Eating at home, in a fast food restaurant, eating a chicken broaster or charcoal-grilled with your hands, eating sushi, pasta, a gourmet cebiche or a cebiche out in the blazing sun, eating the dish of the day or something Chinese, but eating, eating, eating. One thing Peruvians cannot complain about is of not having enough variety when you feel like something to eat. Creole, jungle, highland, Chinese, Arab or Italian or a mixture of everything. They are all equally filling and satisfying.

Long live Creole food.

There is no doubt that the finest dishes on the Peruvian coast are those belonging to the so-called "Creoled cuisine" , made from ingredients native to this region of the country. Certain meats such as chicken and fish are commonly used in this style with seafood tending to predominate. So while you are in Lima you can enjoy steamed rice: arroz tapado, fish 'a la chorrillana', mussels 'a la chalaca' or cream of asparagus soup as a starter, whilst other flavours and recipes come from northerm cities such as Piura, Trujillo and Chiclayo, which are justly famous for their food. You don't have to be an expert chef to appreciate a northern-style seco de cabrito, duck and rice, causa from Chiclayo or the typical espesado which are capable of rivaling the Lord of Sipan as a tourist attraction.

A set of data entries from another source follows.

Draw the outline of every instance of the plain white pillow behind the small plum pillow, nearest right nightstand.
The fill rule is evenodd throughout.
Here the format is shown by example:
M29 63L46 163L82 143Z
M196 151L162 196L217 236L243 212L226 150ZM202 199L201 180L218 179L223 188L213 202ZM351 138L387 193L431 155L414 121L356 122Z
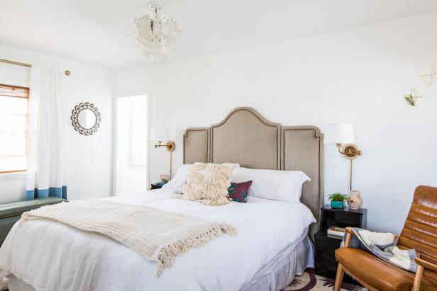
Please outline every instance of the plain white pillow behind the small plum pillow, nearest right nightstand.
M299 202L302 186L311 181L302 171L276 171L238 168L233 170L231 182L252 181L249 195L258 198Z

Looking south you will fin delicacies such as sopa seca Chincha-style and, further south, in Arequipa, stuffed chili pepper is always good. It would be a crime to miss it.

Jungle Passion

There is one place in Peru where food and mysticism combine it is t he jungle. The dishes of this region not only satisfy your hunger, many people say they have aphrodisiac qualities. Juanes, tha classic among classics of jungle cuisine, tacacho, cecina, fried dorado accompanied by chonta salad or lizard sandwich are the foods of love.

Taste of the highlands

No once can speak of the food of the Peruvian Andes without mentioning its quintessential dish: pachamanca. Its magnetic combination of flavours arising from the very earth is irresistible. Then there are dishes such as guinea pig chactado, trout prepared in a variety of ways, chicharron with mote maize or the exquisite stuffed potato. Ancient crops such as maize and sweet potato make perfect complements to each dish.

Apart from all of these there is always a choice ot "outsider" dishes. Fast food: the familiar charcoal-grilled chicken, sandwiches or the city-dweller's chicken broth are there for the tasting on every corner. Furthermore, an "airport" that popular Sino-Peruvian dish is one of the things you should try at least once in your life.

The most fashionable

But if it is a gourmet experience you are after, what better than to try Lima's excellent restaurants which vary from themed establishments to luxurious dining rooms.

Sophisticated surroundings that are perfect for sampling innovative cuisine in which fusion and personal invention region supreme.

The culinary experience in Peru always has more to be said for it, and you, with your hunger satisfied could well be the person to say it.